Maternal suicide is a leading cause of maternal mortality in the United States, accounting for roughly 20% of postpartum deaths. When a person (including those who are pregnant or postpartum) experiences a severe mental health crisis, providers and families often default to sending her to the emergency room (ER).
However, emerging research and clinical consensus show that standard ERs are frequently ineffective and can even be counterproductive for suicide care.
Standard emergency room protocols and ER staff training usually focus on short-term physical safety rather than addressing underlying psychiatric issues.
The Reality of ER-Based Care for Perinatal Crises
Emergency departments are designed to triage, stabilize, and discharge patients with physical trauma. They are structurally poorly suited to handle the nuanced, highly sensitive nature of maternal psychiatric emergencies.
Overstimulating and Traumatizing Environments
Studies confirm that psychiatric patients often view the traditional ER environment as traumatizing and invalidating. Triage relies on checking boxes rather than therapeutic engagement, which fails to predict or mitigate post-discharge risk. The majority of emergency medicine residency programs lack specialized training in psychiatric emergencies or perinatal mental health. For a person who is pregnant or in the postpartum period already dealing with sleep deprivation, hormonal fluctuations, or postpartum psychosis, the stimulation in an ER and lack of validating support can exacerbate symptoms.
ER “Boarding” Times
Patients experiencing mental health crises routinely face long “boarding” periods, frequently waiting 18 hours or more in the ER before seeing a specialist. For a postpartum mom, these extensive delays present specific complications:
- Prolonged separation from her newborn, disrupting critical bonding periods.

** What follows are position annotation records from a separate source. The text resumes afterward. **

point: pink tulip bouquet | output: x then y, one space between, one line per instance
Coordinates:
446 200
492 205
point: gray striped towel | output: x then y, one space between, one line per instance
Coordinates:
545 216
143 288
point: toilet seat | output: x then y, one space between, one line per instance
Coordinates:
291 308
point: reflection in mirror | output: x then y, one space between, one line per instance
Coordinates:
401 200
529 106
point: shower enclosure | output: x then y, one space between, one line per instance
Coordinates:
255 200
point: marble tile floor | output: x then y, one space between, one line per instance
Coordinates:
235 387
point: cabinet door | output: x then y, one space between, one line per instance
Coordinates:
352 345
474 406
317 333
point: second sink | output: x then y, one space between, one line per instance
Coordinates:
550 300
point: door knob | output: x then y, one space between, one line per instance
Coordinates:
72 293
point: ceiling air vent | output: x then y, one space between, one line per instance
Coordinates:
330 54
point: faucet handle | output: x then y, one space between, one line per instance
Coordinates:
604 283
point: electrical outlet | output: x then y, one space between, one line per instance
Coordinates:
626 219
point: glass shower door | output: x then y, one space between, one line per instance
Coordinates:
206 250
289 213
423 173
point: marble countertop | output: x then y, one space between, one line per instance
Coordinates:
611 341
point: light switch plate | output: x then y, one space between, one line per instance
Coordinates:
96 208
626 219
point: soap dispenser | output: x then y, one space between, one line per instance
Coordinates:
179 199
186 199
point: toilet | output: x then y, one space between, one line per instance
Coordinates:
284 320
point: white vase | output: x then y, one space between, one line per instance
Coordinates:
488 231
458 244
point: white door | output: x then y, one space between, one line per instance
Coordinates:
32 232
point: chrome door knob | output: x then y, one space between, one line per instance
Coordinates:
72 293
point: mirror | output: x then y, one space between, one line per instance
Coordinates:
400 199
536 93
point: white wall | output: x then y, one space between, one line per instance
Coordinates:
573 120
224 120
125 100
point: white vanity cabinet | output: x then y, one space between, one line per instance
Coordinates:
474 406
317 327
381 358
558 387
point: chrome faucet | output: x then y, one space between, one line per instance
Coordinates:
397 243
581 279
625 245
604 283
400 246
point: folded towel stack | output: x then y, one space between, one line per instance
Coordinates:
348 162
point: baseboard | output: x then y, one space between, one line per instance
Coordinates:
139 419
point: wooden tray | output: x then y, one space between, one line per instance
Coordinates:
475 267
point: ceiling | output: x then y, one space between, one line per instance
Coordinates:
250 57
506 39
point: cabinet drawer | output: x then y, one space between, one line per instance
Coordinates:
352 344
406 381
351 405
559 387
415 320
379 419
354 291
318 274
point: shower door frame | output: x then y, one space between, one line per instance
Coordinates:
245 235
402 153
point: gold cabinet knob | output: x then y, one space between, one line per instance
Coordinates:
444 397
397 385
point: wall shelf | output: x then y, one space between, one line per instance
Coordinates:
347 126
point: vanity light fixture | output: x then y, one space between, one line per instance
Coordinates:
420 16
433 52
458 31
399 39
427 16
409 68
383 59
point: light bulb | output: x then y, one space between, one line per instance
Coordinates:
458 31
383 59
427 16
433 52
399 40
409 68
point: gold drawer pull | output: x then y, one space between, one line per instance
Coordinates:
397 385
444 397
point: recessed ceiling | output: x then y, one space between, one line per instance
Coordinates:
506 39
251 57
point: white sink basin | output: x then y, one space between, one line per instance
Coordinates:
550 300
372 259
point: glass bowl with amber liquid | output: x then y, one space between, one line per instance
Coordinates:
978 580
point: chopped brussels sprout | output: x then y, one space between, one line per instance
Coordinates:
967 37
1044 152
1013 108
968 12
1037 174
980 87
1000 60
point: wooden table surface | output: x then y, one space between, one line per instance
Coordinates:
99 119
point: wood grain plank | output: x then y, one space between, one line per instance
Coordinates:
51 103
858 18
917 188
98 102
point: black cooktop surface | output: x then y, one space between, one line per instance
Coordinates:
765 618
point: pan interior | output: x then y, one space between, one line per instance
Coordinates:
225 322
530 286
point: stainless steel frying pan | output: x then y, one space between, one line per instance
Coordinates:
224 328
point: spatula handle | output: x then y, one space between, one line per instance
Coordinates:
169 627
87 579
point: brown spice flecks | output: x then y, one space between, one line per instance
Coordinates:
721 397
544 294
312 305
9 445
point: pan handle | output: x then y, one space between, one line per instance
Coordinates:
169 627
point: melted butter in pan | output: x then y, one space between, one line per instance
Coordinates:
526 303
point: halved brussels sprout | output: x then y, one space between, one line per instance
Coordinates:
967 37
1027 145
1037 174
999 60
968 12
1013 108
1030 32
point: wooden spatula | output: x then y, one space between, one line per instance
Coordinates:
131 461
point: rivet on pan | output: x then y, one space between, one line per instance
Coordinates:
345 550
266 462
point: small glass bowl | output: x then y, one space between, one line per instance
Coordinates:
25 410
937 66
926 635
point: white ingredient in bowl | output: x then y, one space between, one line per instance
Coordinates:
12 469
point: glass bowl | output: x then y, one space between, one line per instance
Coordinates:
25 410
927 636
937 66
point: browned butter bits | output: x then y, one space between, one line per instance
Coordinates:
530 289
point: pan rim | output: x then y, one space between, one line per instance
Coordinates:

- Inadequate accommodations or equipment for breast pumping, risking physical complications like mastitis.
- Intensified feelings of isolation, fear, and abandonment while waiting.
Discharged to No Care – Back to Square One
ER doctors and nurses are often rushed, generally operate in silos, and rarely coordinate directly with a patient’s OB/GYN, midwife, or any existing mental health provider. So while a referring provider may feel sending a patient who marks “yes” to thoughts of harming oneself on a screener is the best way to help the patient, the reality is the patient will be discharged with no plan of care and likely no connection to psychiatric help.
Heightened Post-Discharge Risks
Data from a landmark JAMA Psychiatry study found that individuals discharged from an emergency department following suicidal ideation or self-harm face a significantly elevated risk of suicide in the immediate year post-discharge. Temporary stabilization without integrated, specialized perinatal follow-up fails to resolve long-term risk.
Building a Safer, Maternal-Centered Crisis System
Addressing this gap requires moving away from emergency rooms as the default solution and building specialized crisis pathways.

- Utilize dedicated crisis lines: Providers and families should leverage specialized resources like the 988 Suicide & Crisis Lifeline for immediate, non-hospital support.
- Invest in mobile crisis teams: Mobile units can meet a mother in her home (or at the OB clinic), stabilizing her in a familiar environment without enforcing a disruptive hospital stay.
- Expand perinatal psychiatry access: Health systems must implement coordinated referral networks that route high-risk mothers directly to outpatient reproductive psychiatrists and/or residential treatment or intensive outpatient programs (IOPs)/partial hospitalization programs (PHPs) within 24 to 48 hours.
The Policy Center continues to advocate for policy changes, including federal guidelines like the CMS hospital readiness updates that mandate better preparation for obstetric and perinatal mental health emergencies. True maternal health equity requires a system that delivers specialized, compassionate care to mothers exactly when they need it most.